A lawyer who has represented a client in a matter shall not thereafter: (a) represent another person in the same or a substantially related matter in which that person's interests are materially adverse to the interests of the former client unless the former client consents after a full disclosure of the circumstances and consultation.

RPC 1.9(a) (emphasis added). The "substantially related" test is met when the former client "might have" disclosed to his attorney confidences in the course of the prior representation which could be used against him in the current litigation. In re Realco Services, Inc. v. Holt, 479 F. Supp. 867, 871 (E.D. Pa. 1979). As Judge Newcomer aptly explained in Realco:

"Might" is a very broad word, and were it applied liberally, virtually any prior representation of a current adversary could serve as grounds for disqualification. Lawyers and clients talk to each other, and they 'might' talk about almost anything, especially when it is understood that the communications are confidential.
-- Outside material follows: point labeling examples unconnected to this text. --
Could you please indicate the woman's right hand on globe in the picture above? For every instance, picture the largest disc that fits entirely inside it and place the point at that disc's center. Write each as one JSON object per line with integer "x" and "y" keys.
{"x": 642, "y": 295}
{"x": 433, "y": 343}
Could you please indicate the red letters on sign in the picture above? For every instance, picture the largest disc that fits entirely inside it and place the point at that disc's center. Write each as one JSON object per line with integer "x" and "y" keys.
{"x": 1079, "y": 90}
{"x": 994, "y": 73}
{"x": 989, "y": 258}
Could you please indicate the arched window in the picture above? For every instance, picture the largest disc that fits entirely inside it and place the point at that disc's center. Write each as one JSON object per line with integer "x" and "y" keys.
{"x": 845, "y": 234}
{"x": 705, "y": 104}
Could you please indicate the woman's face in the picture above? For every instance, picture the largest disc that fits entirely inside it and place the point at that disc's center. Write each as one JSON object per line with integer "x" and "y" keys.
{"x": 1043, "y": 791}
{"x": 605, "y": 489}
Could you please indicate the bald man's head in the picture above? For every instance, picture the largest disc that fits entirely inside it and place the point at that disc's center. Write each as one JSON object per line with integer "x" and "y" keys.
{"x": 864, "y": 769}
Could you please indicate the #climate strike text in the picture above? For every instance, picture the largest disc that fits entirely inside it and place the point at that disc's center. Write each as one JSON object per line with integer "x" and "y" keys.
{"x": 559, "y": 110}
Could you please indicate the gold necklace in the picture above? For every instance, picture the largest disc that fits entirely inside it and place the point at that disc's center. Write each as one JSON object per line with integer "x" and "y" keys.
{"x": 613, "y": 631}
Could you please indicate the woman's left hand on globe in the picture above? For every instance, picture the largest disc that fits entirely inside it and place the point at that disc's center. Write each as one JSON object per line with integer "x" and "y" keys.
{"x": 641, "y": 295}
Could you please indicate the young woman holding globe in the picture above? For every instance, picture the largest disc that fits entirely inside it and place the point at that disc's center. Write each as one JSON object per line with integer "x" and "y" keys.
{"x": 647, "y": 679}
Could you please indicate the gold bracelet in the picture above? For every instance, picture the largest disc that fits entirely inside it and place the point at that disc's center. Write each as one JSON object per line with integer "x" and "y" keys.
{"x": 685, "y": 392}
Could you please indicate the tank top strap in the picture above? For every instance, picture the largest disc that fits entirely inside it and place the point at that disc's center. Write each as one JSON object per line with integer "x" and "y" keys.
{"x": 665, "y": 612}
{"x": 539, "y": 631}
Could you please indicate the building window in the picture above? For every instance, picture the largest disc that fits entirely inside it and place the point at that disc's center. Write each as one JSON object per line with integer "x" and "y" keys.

This Court reads the 'might have acquired' part of the test in [American Roller Company v.] Budinger, 513 F. 982, 984 (3d Cir. 1975)], somewhat more narrowly: The lawyer 'might have acquired' the information in issue if (a) the lawyers and the client ought to have talked about particular facts during the course of the representation, or (b) the information is of such a character that it would not have been unusual for it to have been discussed between lawyer and client during their relationship.

Realco, 479 F. Supp. at 871-72; see also Commonwealth Ins. Co., 808 F. Supp. at 1204 (citing INA Underwriters Ins. Co. v. Nalibotsky, 594 F. Supp. 1199, 1206 (E.D. Pa. 1984)("[T]he court should be guided by the interpretation of the word 'might' set forth in Realco.")); Foley, 1998 U.S. Dist. LEXIS 14953 at *10 (quoting Realco's analysis of "might"). Moreover, the facts that "ought to have been discussed" must be facts that would be "detrimental to the former client in the current litigation." Foley, 1998 U.S. Dist. LEXIS 14953 at *9; see also Realco, 479 F. Supp. at 872 (confidences disclosed in earlier representation "will be harmful to the client" in later representation). Thus, to perform a substantial relationship analysis under Rule 1.9, a court must answer the following three questions: (a) what is the nature and scope of the prior representation at issue; (b) what is the nature of the present lawsuit against the former client; and (c) in the course of the prior representation, might the client have disclosed to his attorney confidences which could be relevant to the present action and detrimental to the former client therein. Commonwealth Ins. Co., 808 F. Supp. at 1204 (citing Nalibotsky, 594 F. Supp. at 1206); Reading Anthracite Co. v. Lehigh Coal & Navigation Co., 771 F. Supp. 113, 115 (E.D. Pa. 1991).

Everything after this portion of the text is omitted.